Tony Perkins is president of Family Research Council in Washington, DC.

The Grinch may have stiff competition in President Biden. Retailers, industry leaders and labor groups aren't sending their requests to the North Pole -- they are sending them to 1600 Pennsylvania Avenue, asking the president to push pause on the deadline for workers to comply with the COVID vaccine mandate, which has been set for December 8.

Christmas is the "biggest season" for businesses and retailers, Congressman Randy Weber (R-Texas) explained on "Washington Watch." They typically operate in the red for 11 months of the year and turn a profit (get "in the black") starting on Black Friday. Many businesses are already short-staffed after having had to compete all year with excessive unemployment benefits approved by Congress. Many already plan to hire additional workers to accommodate the rush of holiday shoppers. They fear a vaccine mandate would force workers to quit just when they need them most. In fact, in one survey, 30 percent of unvaccinated workers said they would leave their job over a vaccine mandate, while only 12 percent said they would be likely to get the vaccine.

Normally, the alternative to retailers is online shopping.

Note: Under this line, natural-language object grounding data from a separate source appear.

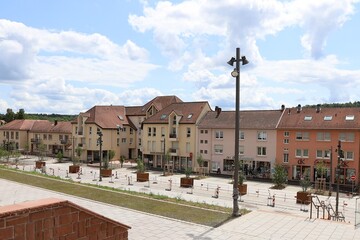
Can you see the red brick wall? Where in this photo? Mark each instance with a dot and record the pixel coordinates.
(59, 222)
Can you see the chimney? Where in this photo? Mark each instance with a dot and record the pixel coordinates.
(318, 108)
(218, 111)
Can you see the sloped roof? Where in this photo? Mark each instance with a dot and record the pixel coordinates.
(190, 112)
(326, 118)
(159, 103)
(107, 116)
(257, 119)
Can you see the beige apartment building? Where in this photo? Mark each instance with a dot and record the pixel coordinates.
(257, 143)
(118, 133)
(137, 114)
(172, 131)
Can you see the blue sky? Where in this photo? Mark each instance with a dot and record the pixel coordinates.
(67, 56)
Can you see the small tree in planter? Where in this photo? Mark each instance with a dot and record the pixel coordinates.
(107, 171)
(242, 187)
(279, 177)
(141, 175)
(122, 160)
(75, 168)
(187, 181)
(59, 156)
(40, 163)
(304, 196)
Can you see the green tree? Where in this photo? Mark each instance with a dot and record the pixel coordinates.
(279, 176)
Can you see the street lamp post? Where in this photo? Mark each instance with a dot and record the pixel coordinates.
(100, 134)
(236, 73)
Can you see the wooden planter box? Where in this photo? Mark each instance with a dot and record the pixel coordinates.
(142, 177)
(186, 182)
(242, 189)
(106, 172)
(74, 168)
(303, 198)
(40, 164)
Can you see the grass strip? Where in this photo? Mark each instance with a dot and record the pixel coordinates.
(200, 214)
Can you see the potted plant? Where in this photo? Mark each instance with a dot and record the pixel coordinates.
(122, 160)
(187, 181)
(107, 171)
(141, 175)
(75, 168)
(241, 186)
(40, 163)
(304, 196)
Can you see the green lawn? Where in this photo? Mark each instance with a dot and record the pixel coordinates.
(199, 213)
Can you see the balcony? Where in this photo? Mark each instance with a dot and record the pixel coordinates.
(35, 140)
(173, 151)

But that requires someone to ship and handle the orders: truck drivers. "For years," said Weber, "the trucking industry actually had a bumper sticker that said if anything got delivered to your door, it came by truck." American Trucking Associations President and CEO Chris Spear warned the Office of Management and Budget (which is reviewing the private employer mandate) in a letter last Thursday, "placing vaccination mandates on employers, which in turn force employees to be vaccinated, will create a workforce crisis for our industry." He estimates 37 percent of truck drivers could retire early, resign, or switch to smaller companies.

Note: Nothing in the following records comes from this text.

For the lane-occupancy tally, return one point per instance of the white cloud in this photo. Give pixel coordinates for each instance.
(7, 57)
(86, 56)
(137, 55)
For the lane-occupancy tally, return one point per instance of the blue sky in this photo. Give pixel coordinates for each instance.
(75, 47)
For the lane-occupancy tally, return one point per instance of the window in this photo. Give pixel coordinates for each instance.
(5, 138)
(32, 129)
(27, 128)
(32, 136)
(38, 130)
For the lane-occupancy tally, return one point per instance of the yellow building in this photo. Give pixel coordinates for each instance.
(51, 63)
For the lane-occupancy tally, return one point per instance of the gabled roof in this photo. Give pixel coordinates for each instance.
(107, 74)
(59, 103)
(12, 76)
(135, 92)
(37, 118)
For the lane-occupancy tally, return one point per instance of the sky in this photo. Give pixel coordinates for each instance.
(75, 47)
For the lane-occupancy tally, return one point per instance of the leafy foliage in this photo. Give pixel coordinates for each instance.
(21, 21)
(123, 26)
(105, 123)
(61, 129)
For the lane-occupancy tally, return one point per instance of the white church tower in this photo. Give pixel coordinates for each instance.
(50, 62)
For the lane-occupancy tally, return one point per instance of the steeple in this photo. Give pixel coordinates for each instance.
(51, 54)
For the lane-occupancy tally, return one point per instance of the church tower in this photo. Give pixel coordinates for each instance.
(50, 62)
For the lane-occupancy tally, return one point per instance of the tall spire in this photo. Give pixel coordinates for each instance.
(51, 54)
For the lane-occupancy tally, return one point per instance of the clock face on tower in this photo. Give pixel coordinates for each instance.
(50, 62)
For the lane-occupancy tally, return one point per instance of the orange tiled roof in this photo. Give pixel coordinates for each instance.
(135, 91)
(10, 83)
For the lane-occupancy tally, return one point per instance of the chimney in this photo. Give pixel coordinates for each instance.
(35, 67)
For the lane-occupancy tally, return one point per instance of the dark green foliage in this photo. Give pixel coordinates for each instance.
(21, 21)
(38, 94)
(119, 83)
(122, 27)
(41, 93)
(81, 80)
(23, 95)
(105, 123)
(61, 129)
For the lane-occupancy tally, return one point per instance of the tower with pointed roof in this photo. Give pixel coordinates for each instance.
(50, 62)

The problem is worse for companies with federal contracts like UPS and FedEx because they are covered by the federal contractor mandate that has already been issued. Last Monday, members of the Cargo Airline Association expressed "significant concerns with ... the ability of industry members to implement the required employee vaccinations by Dec. 8, 2021" in a letter to President Biden. All of these delivery obstacles simply compound the supply chain problems created by the bottleneck at America's ports.

President Biden promised to end the coronavirus pandemic within his first 100 days as president. Now, his increasingly grasping attempts to deal with it may just cancel Christmas. Perhaps that will awaken the 42 percent of Americans who still approve of the job he is doing.

My empathy is for the workers and their families, not for big business. The U.S. Chamber of Commerce and their allies spend their time and money advocating for the Left's social policies, fund their left-wing candidates for office, and then they come crying to conservatives to save them from left-wing economic policies. Their lobbying to postpone the vaccine mandate deadline until after the holidays "makes sense from a business standpoint," as Weber pointed out. But it shows they care more about their bottom line than for their workers. Those workers will still care about their freedom come January. "Sure, they would get a reprieve for 90 days," said Weber, but the businesses will leave those workers and their families out in the cold as soon as their own warm pockets are lined. America's big businesses, so often given to moralistic crusading, have taken a hard pass on defending the rights of their workers to make their own health care decisions.